Türkiye, gerek uluslararası taahhütler ve Avrupa Birliği üyelik hedefi, gerek ulusal gereksinim ve
çıkarları bakımından yenilenebilir enerji kaynaklarının kullanılmasını teşvik etme, bu amaçla gerekli
idari yapıyı kurma çalışmalarını sürdürmektedir. Bu çerçevede, 24 Temmuz 2003 tarihinde yürürlüğe
giren, gözden geçirilmiş “Avrupa Birliği Müktesebatı’nın Üstlenilmesine İlişkin Türkiye Ulusal
Programı” nda, yenilenebilir enerji kaynaklarının toplam enerji üretimindeki payının artırılması kısa
vadeli öncelikler arasında belirtilmiştir. Ulusal Program’da ayrıca, gerek enerji ithalat bağımlılığının
azaltılması gerek arz güvenliğinin sağlanması amacıyla, enerji arz dengesinde yenilenebilir enerji
kullanımının artırılmasının enerji politikasının önemli bir parçasını oluşturduğu ve yenilenebilir enerji
kullanımının desteklenmesi gerektiği ifade edilmektedir. Sekizinci Beş Yıllık Kalkınma Planı’nda,
çevrenin korunması için yenilenebilir enerji kaynaklarının kullanımının desteklenmesi konusunda
gerekli tedbirlerin alınması vurgulanmaktadır. Yenilenebilir enerji kaynaklarından daha fazla
yararlanılmasını sağlayıcı politikalar çerçevesinde, TBMM’ne “Yenilenebilir Enerji Kaynaklarının
Kullanımına İlişkin Kanun Tasarısı Taslağı” sunma hazırlıkları sürdürülmektedir. Ayrıca, 4628 sayılı
“Elektrik Piyasası Kanunu” ile elektrik enerjisi üretiminde yenilenebilir enerji kaynaklarının kullanımını
özendirmek amacıyla gerekli tedbirlerin alınmasına çalışılmaktadır. Bu çerçevede, 200 milyon dolar
tutarında Dünya Bankası kredisi, yenilenebilir enerji yatırımları için Türkiye Sınai Kalkınma Bankası ve
Türkiye Kalkınma Bankası aracılığıyla özel sektörün kullanımına sunulmuştur.

Türkiye’nin, hidroenerji,
jeotermal, güneş, rüzgar,
enerji potansiyeli sırasıyla 216
milyar KWh, 31500 MWt, 500
Mtep/yıl, 400 milyar Kwh’tur.
Bir başka deyişle yenilenebilir
enerji kaynakları yönünden
dünyanın şanslı bölgelerinden
birinde yer almaktadır.
Türkiye’de hidro-enerji toplam
elektrik enerjisi üretiminde %41 oranındaki payıyla halen en fazla kullanılan yenilenebilir enerji
kaynaklarından biridir.
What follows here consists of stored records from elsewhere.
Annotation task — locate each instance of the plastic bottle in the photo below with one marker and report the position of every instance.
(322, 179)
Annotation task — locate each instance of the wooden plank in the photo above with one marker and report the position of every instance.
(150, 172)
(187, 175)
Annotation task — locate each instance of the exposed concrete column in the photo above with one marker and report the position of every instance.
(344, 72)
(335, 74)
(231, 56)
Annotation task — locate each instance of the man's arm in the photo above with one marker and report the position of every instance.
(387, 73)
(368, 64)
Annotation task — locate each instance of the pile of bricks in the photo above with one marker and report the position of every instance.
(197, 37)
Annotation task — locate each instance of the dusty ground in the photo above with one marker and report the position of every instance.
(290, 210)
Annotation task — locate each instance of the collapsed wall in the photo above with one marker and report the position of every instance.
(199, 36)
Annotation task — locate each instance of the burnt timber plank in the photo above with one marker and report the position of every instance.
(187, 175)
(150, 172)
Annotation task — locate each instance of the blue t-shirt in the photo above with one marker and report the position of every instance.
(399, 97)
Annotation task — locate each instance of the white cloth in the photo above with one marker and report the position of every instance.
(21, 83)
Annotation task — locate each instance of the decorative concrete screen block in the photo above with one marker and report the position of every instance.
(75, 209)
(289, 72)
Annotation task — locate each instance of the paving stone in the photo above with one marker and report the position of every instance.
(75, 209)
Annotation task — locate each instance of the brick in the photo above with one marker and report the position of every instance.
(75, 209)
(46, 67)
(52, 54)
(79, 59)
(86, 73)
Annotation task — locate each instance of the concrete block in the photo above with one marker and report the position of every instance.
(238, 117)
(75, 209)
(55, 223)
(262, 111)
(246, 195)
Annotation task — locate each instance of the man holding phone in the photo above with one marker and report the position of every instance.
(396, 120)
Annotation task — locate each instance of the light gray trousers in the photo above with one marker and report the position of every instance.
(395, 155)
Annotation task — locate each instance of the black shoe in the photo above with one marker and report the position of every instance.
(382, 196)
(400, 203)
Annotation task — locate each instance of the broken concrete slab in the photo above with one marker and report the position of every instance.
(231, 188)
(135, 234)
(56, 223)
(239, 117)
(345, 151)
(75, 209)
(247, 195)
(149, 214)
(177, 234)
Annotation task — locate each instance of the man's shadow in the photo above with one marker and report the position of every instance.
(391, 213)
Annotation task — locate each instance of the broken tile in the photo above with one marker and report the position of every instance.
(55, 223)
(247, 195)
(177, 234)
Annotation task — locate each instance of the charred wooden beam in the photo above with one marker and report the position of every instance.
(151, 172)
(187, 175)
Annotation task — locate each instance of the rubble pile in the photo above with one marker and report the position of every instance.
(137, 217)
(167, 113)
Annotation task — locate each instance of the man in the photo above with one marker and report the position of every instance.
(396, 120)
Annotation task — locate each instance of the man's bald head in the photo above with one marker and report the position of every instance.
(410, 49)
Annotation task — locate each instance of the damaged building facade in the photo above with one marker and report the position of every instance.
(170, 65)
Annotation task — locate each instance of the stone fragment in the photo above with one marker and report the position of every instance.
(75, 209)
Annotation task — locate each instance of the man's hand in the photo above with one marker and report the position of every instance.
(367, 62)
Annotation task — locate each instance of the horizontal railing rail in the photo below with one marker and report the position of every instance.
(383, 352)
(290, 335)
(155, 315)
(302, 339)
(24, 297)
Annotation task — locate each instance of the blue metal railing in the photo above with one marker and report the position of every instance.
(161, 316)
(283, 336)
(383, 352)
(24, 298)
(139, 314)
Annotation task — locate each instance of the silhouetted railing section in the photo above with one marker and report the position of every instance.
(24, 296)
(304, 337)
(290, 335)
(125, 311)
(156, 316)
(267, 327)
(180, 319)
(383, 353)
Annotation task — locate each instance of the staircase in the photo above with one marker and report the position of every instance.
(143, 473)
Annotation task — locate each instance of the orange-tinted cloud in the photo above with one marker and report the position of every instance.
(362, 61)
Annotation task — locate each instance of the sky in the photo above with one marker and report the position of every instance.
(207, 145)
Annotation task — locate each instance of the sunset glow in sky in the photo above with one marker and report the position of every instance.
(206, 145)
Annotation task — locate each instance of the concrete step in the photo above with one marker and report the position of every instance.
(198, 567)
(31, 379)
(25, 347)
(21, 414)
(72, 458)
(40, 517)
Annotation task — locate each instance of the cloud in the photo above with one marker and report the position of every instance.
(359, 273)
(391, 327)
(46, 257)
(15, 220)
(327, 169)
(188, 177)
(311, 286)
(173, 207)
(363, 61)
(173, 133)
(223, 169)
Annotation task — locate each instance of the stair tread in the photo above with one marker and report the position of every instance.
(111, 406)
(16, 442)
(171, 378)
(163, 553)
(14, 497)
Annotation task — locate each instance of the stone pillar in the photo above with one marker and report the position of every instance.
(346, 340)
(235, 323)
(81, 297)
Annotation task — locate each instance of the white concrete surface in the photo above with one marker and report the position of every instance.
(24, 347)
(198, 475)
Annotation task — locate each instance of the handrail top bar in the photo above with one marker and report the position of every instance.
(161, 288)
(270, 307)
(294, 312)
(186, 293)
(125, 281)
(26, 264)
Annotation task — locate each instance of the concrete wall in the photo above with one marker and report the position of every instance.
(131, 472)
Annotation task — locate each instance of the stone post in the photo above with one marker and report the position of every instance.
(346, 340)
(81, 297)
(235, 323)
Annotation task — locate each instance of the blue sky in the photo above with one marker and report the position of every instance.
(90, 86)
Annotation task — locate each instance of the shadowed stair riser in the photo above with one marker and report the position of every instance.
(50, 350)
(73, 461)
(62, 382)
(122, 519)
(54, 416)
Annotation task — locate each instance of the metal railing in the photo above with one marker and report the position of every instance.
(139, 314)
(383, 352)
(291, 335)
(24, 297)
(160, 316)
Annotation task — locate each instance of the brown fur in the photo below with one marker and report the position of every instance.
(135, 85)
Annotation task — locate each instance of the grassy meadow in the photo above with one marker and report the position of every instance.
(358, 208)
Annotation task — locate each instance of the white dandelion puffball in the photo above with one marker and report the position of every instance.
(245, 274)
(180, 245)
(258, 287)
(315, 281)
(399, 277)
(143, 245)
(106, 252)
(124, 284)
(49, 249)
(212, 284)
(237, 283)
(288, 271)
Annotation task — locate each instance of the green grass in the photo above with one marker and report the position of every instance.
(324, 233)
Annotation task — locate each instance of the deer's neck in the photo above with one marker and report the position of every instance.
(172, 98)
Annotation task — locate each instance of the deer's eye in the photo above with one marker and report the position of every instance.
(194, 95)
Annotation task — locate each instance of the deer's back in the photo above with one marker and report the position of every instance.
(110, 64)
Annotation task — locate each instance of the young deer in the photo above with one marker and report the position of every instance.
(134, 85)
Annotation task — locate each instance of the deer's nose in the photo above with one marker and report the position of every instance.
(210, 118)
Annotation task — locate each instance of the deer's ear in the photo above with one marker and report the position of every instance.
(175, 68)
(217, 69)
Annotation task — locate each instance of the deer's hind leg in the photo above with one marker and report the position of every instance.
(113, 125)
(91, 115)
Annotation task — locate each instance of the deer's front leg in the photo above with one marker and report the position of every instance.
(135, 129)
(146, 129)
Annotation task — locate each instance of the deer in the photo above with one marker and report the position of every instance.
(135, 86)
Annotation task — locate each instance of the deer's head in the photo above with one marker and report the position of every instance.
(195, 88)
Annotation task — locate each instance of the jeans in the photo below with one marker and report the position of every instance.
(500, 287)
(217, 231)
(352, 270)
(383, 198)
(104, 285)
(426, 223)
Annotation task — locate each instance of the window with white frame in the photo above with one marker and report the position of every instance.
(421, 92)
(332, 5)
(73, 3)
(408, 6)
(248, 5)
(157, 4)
Öte yandan, Türkiye’de jeotermal enerji kaynaklarından 20 Megavat elektrik
üretilmektedir. Diğer taraftan,2002 yılı sonu itibariyle rüzgar enerjisinden 1.8 GW’lık enerji elde
edilmiştir. Yapılan planlar 2025 yılında elektrik ihtiyacının %7’si rüzgar enerjisinden karşılanacağını
ortaya koymaktadır.

Türkiye’de bazı belediyeler tarafından çöp içinde biriken metan gazının borularla enerji üretim
tesislerine pompalanmasıyla elektrik enerjisi üretilmektedir. Bu konuda yapılan çalışmalara 1957
yılında başlanmış olup, çöp termik santralların kurulması girişimleri hız kazanmıştır.